Another theory suggests that our ancestors may have developed a similar stress reaction to being attacked by an animal, explains Dr. Markus. Scientists speculate that we may have evolved to produce this odor during stressful situations as a way to ward off predators. Why More Stank When Stressed? How to Stop Your Stress Sweat
Luckily, there are things you can do to tame your B.O., even if you’re constantly anxious. For one, learning how to calm yourself down in a stressful situation doesn’t hurt. (Use this trick to de-stress in under two minutes.)
But learning how to control those emotions can take some time. Treating the underarm area directly can help you manage the odor and wetness quickly, says Dr. Markus.
That means you can’t let the weeds go untamed: If you don’t really groom your armpits, the excess hair in your underarms can trap the oil and give the bacteria more surface area to feast on the sweat, he explains. (Here’s the best way to trim your armpit hair.) Why More Stank When Stressed?
Then, it’s important to find an antiperspirant that works for you. Aluminum chloride, the active ingredient in most antiperspirants, actually plugs up your sweat glands—whether they’re apocrine or eccrine—and prevents any moisture from reaching your skin.
If you want to manage your odor, using a strong over-the-counter antiperspirant like Certain Dri can help minimize your sweating, and thus your B.O., says Dr. Markus. Why More Stank When Stressed?
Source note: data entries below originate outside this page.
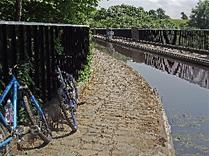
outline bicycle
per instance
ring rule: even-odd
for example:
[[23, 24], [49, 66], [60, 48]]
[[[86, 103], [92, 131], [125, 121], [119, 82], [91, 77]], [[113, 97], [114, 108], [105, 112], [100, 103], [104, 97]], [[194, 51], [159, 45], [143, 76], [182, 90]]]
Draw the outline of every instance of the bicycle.
[[57, 79], [60, 87], [58, 88], [59, 106], [63, 112], [64, 118], [72, 129], [76, 132], [78, 123], [76, 120], [76, 108], [78, 101], [78, 90], [75, 79], [71, 74], [62, 71], [60, 67], [56, 66]]
[[[45, 114], [38, 101], [28, 86], [20, 85], [13, 75], [13, 70], [16, 67], [10, 69], [9, 75], [11, 76], [11, 80], [0, 96], [0, 105], [3, 109], [6, 107], [8, 101], [12, 99], [10, 100], [10, 110], [5, 110], [7, 112], [6, 116], [3, 111], [0, 112], [0, 154], [3, 155], [9, 153], [9, 145], [13, 139], [17, 138], [19, 143], [22, 141], [23, 136], [28, 133], [39, 137], [43, 141], [41, 145], [48, 144], [52, 139], [51, 130], [48, 127]], [[5, 102], [6, 100], [7, 102]], [[29, 126], [26, 133], [24, 133], [24, 129], [20, 125], [20, 119], [18, 119], [21, 109], [24, 112], [22, 115], [27, 116], [27, 118], [24, 118], [27, 120], [25, 122]], [[9, 119], [7, 118], [8, 115]], [[34, 141], [40, 144], [40, 139]]]

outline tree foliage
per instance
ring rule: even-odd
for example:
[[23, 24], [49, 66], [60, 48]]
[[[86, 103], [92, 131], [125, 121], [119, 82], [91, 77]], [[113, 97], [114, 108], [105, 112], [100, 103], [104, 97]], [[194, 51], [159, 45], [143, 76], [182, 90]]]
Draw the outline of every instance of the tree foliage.
[[192, 9], [190, 26], [209, 29], [209, 0], [200, 0]]
[[92, 14], [92, 27], [141, 27], [179, 28], [186, 27], [185, 21], [172, 20], [162, 8], [145, 11], [142, 7], [116, 5], [108, 9], [98, 9]]
[[[86, 24], [99, 0], [22, 0], [22, 21]], [[0, 1], [0, 20], [17, 19], [18, 0]]]
[[181, 19], [188, 20], [188, 16], [184, 12], [181, 12]]

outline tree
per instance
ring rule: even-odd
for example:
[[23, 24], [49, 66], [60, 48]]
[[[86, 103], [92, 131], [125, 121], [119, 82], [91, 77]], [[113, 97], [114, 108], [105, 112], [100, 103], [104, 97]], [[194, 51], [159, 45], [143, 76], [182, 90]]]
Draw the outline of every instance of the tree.
[[167, 16], [165, 14], [165, 10], [163, 10], [162, 8], [158, 8], [156, 10], [156, 13], [157, 13], [158, 18], [160, 18], [160, 19], [168, 19], [169, 18], [169, 16]]
[[181, 19], [188, 20], [188, 17], [184, 12], [181, 12]]
[[21, 21], [22, 17], [22, 0], [16, 0], [16, 20]]
[[189, 25], [200, 29], [209, 29], [209, 0], [200, 0], [192, 9]]

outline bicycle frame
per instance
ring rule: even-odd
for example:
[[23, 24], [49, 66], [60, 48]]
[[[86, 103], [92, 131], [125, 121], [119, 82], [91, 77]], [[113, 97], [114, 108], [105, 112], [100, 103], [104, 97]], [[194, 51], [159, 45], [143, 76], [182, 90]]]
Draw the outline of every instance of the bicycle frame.
[[[9, 125], [4, 117], [4, 115], [2, 114], [2, 112], [0, 112], [0, 122], [3, 123], [3, 125], [10, 131], [9, 137], [7, 139], [5, 139], [4, 141], [0, 142], [0, 148], [6, 146], [7, 144], [9, 144], [13, 137], [14, 134], [13, 132], [15, 132], [15, 130], [17, 129], [17, 92], [20, 89], [20, 84], [18, 83], [17, 79], [15, 78], [14, 75], [12, 75], [12, 79], [9, 82], [9, 84], [7, 85], [7, 87], [5, 88], [5, 90], [3, 91], [3, 93], [0, 96], [0, 105], [2, 105], [2, 102], [5, 100], [5, 97], [7, 96], [7, 94], [9, 93], [9, 91], [13, 91], [12, 93], [12, 115], [13, 115], [13, 124]], [[38, 111], [40, 112], [42, 118], [44, 118], [44, 113], [41, 109], [41, 107], [39, 106], [37, 100], [35, 99], [35, 97], [32, 95], [32, 93], [30, 92], [30, 100], [33, 101], [35, 107], [38, 109]]]

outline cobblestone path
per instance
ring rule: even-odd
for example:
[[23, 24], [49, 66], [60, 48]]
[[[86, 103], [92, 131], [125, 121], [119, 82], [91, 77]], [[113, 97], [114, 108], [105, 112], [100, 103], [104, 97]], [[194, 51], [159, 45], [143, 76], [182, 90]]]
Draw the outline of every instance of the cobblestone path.
[[147, 82], [124, 63], [95, 50], [93, 74], [80, 90], [79, 130], [28, 155], [173, 155], [162, 105]]

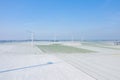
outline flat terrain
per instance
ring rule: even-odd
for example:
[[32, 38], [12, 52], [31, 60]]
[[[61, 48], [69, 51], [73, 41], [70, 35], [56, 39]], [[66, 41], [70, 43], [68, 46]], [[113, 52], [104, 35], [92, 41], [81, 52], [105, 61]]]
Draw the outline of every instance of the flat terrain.
[[38, 45], [38, 47], [45, 53], [90, 53], [91, 50], [76, 48], [72, 46], [65, 46], [61, 44]]
[[0, 44], [0, 80], [120, 80], [119, 48], [111, 42]]

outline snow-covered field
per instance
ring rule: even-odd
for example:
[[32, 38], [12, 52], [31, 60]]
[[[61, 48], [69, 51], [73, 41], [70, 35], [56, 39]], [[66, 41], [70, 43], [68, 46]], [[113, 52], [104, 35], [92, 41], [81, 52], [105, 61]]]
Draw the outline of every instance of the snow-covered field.
[[[95, 52], [44, 53], [30, 43], [0, 44], [0, 80], [120, 80], [120, 50], [114, 49], [116, 46], [77, 43], [57, 44]], [[50, 44], [54, 43], [35, 43]]]

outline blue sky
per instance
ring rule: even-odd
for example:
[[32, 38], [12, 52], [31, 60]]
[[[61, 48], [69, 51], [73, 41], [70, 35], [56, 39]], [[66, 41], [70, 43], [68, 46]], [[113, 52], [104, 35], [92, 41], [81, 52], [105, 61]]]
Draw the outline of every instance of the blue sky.
[[120, 39], [120, 0], [0, 0], [0, 40]]

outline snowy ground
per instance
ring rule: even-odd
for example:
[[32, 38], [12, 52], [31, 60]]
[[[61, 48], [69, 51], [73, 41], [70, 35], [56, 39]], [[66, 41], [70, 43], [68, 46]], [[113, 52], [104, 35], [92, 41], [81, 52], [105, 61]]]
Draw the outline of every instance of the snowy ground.
[[103, 44], [103, 47], [76, 42], [57, 44], [95, 52], [44, 53], [30, 43], [0, 44], [0, 80], [120, 80], [120, 50], [114, 49], [119, 46], [110, 45], [112, 49]]
[[95, 80], [28, 43], [0, 44], [0, 80]]

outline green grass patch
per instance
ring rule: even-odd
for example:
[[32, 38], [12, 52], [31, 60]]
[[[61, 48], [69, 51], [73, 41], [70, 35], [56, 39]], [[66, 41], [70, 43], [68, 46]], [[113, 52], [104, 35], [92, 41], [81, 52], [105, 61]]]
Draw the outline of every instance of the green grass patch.
[[94, 52], [87, 49], [76, 48], [72, 46], [65, 46], [60, 44], [38, 45], [38, 47], [45, 53], [90, 53]]

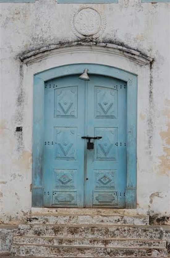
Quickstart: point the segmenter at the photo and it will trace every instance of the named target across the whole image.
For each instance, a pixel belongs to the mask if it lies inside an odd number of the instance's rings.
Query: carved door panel
[[[126,84],[90,76],[45,84],[45,206],[125,206]],[[88,150],[84,136],[102,138]]]
[[[85,86],[77,76],[45,85],[45,206],[84,206]]]
[[[125,206],[126,90],[124,82],[90,76],[87,134],[102,138],[87,152],[87,207]]]

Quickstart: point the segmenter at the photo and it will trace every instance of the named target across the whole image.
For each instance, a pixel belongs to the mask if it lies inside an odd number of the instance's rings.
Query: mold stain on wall
[[[160,135],[163,141],[164,154],[158,157],[160,161],[159,166],[159,173],[167,176],[170,175],[170,100],[166,99],[165,108],[163,115],[166,117],[167,130],[160,132]]]

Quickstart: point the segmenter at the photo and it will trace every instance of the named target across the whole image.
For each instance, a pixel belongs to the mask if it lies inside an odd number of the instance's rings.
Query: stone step
[[[165,248],[165,241],[146,239],[98,238],[63,238],[40,237],[16,236],[13,240],[14,244],[47,245],[75,246],[99,247],[135,247]]]
[[[110,208],[37,208],[32,207],[31,214],[40,214],[41,215],[141,215],[137,212],[136,209],[110,209]]]
[[[24,256],[25,258],[48,258],[48,257],[47,257],[46,256]],[[51,258],[55,258],[56,256],[51,256]],[[15,257],[15,258],[20,258],[21,257],[23,257],[23,256],[9,256],[8,257],[8,258],[14,258]],[[169,258],[169,256],[168,256],[168,258]],[[58,256],[57,257],[57,258],[85,258],[84,256]],[[91,256],[86,256],[85,257],[85,258],[92,258]],[[94,257],[93,257],[92,258],[105,258],[105,256],[100,256],[98,257],[96,257],[96,256],[95,256]],[[110,256],[109,257],[109,258],[120,258],[120,257],[119,257],[117,256]],[[126,257],[126,258],[136,258],[136,256],[127,256]],[[150,256],[146,256],[145,257],[145,258],[151,258]],[[152,256],[151,258],[157,258],[155,256]]]
[[[19,235],[77,238],[165,239],[165,231],[159,226],[51,225],[29,224],[19,226]]]
[[[149,224],[149,216],[140,215],[47,215],[32,214],[28,217],[29,223],[51,224],[106,224],[108,225]]]
[[[146,257],[146,256],[163,257],[167,257],[165,248],[100,247],[63,247],[31,245],[14,245],[11,248],[11,254],[24,256],[25,255],[45,256],[80,256],[87,257],[102,256],[104,257],[117,256],[127,257]]]
[[[0,257],[1,257],[1,258],[2,258],[3,257],[6,257],[7,256],[9,257],[10,255],[10,253],[8,252],[0,251]]]

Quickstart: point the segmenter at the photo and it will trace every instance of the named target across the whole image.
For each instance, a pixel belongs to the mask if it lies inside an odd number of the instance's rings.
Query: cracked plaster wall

If you’re dealing with more odor than wetness, try out the best deodorants for men, or look for an antiperspirant that also has a deodorant in it, suggests Dr. Markus.
Having a hard time finding an OTC product that works? Your dermatologist can recommend prescription solutions like Drysol, which contains a higher concentration of aluminum chloride than an OTC antiperspirant, or even Botox injections in your underarms if you need something stronger, he says.
But Botox can get pricey and the injections aren’t permanent, he says, so don’t write off OTC solutions without testing out a couple of options first. If the B.O. still sneaks up on you after trying several options, talk to your dermatologist. He or she can help you find a treatment that works best for you.